One of the most important steps in any machine learning project is the gathering, preparation, and cleaning of the data. Data is the backbone to your project and by spending the time and resources on this initial step you'll be better positioned for success.

There are many times when the data ends up being the most critical piece of a project, even outweighing your choice of algorithm as seen below.Figure 1. Learning curves for confusion set disambiguation. How_to_prepare_data_for_machine_learning_Banko_Brill

The figure comes from the research paper Scaling to Very Very Large Corpora for Natural Language Disambiguation published by Michele Banko and Eric Brill, which demonstrates different algorithms and their accuracy as the amount of data increases.

In nearly all cases, as the size of the data increases the test accuracy starts to converge. This is an interesting observation in that the more data that is provided the less advanced your algorithm needs to be to provide comparable results.

This could influence your decision on spending more time collecting data rather than improving your algorithm. Let's go over some of the steps required to create a quality data set.

 

Collecting raw data

Data collection doesn't always get the attention that it deserves, but it's the first step to ensuring you have a performant algorithm.
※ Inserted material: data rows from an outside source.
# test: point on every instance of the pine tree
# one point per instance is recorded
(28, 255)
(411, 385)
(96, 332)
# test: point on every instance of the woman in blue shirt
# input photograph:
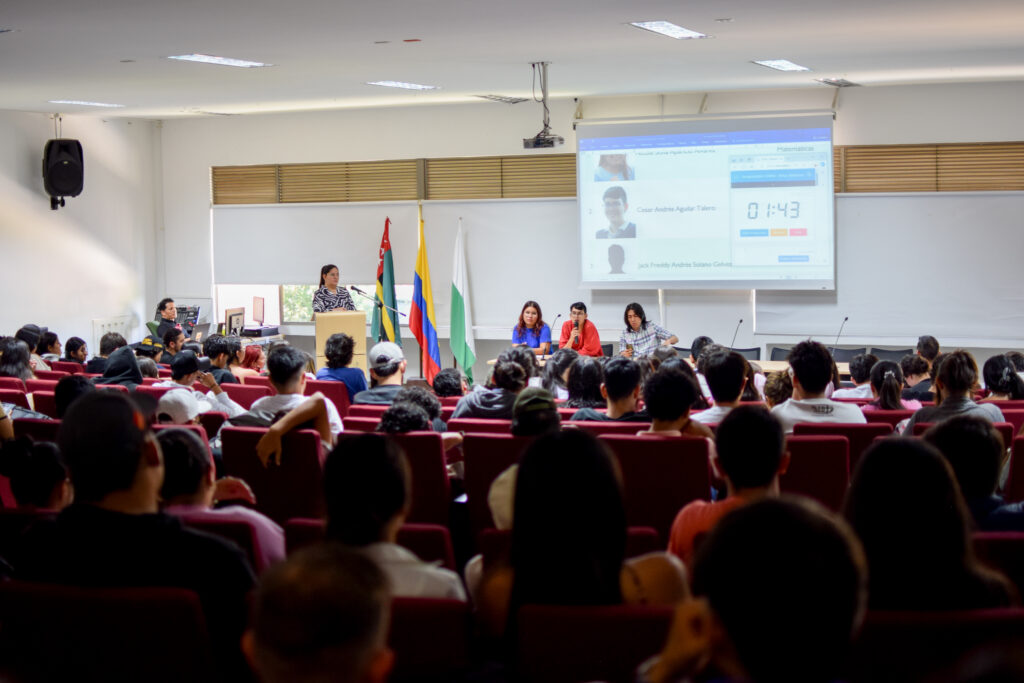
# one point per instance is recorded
(531, 331)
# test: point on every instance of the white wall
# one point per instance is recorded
(96, 256)
(985, 112)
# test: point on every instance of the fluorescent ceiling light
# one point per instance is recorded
(780, 65)
(223, 61)
(668, 29)
(83, 102)
(400, 84)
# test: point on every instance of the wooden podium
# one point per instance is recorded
(353, 324)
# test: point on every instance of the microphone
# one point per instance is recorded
(839, 334)
(734, 333)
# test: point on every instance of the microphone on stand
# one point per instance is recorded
(734, 333)
(839, 334)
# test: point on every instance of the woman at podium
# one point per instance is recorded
(331, 297)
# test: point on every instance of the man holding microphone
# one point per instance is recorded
(579, 333)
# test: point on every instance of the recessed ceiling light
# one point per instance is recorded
(505, 99)
(838, 82)
(780, 65)
(668, 29)
(83, 102)
(406, 86)
(223, 61)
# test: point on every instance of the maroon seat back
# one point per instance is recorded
(16, 396)
(38, 430)
(45, 402)
(430, 639)
(659, 476)
(859, 435)
(607, 643)
(819, 468)
(914, 646)
(245, 395)
(599, 428)
(480, 426)
(293, 488)
(69, 367)
(59, 633)
(334, 391)
(486, 456)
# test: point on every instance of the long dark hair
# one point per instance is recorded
(887, 380)
(521, 326)
(326, 269)
(568, 541)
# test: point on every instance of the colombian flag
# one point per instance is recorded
(421, 314)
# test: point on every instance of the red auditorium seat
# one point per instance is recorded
(659, 476)
(293, 488)
(859, 435)
(59, 633)
(486, 456)
(602, 643)
(819, 468)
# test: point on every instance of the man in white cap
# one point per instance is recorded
(185, 372)
(387, 370)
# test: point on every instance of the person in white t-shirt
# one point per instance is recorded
(810, 369)
(860, 373)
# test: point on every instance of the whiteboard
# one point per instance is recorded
(945, 264)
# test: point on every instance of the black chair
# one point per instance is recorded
(846, 354)
(890, 354)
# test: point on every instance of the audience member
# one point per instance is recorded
(1001, 379)
(751, 456)
(887, 389)
(109, 343)
(190, 489)
(928, 348)
(218, 349)
(556, 372)
(791, 619)
(860, 373)
(387, 370)
(667, 396)
(15, 358)
(778, 388)
(339, 350)
(907, 510)
(621, 391)
(76, 350)
(509, 378)
(568, 542)
(68, 390)
(975, 451)
(811, 370)
(122, 368)
(367, 487)
(37, 473)
(919, 384)
(114, 535)
(450, 382)
(726, 375)
(956, 375)
(584, 383)
(322, 615)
A general rule of thumb is that a simple model on a large data set will perform better than a more advanced model on a small data set.

Data set sizes vary wildly depending on your application and you might have a project requiring anywhere from a few hundred to a few billion examples. A simple reminder though is that the more quality data that you have, the better your model will perform.

 

Formatting data

"Garbage in, garbage out" describes that nonsensical data coming into your project will result in nonsensical data coming out. Depending on where your data is coming from it might need additional formatting and standardizing. A great, large data set can be rendered powerless with incorrectly formatted data. This is particularly of interest when you're aggregating data from multiple sources.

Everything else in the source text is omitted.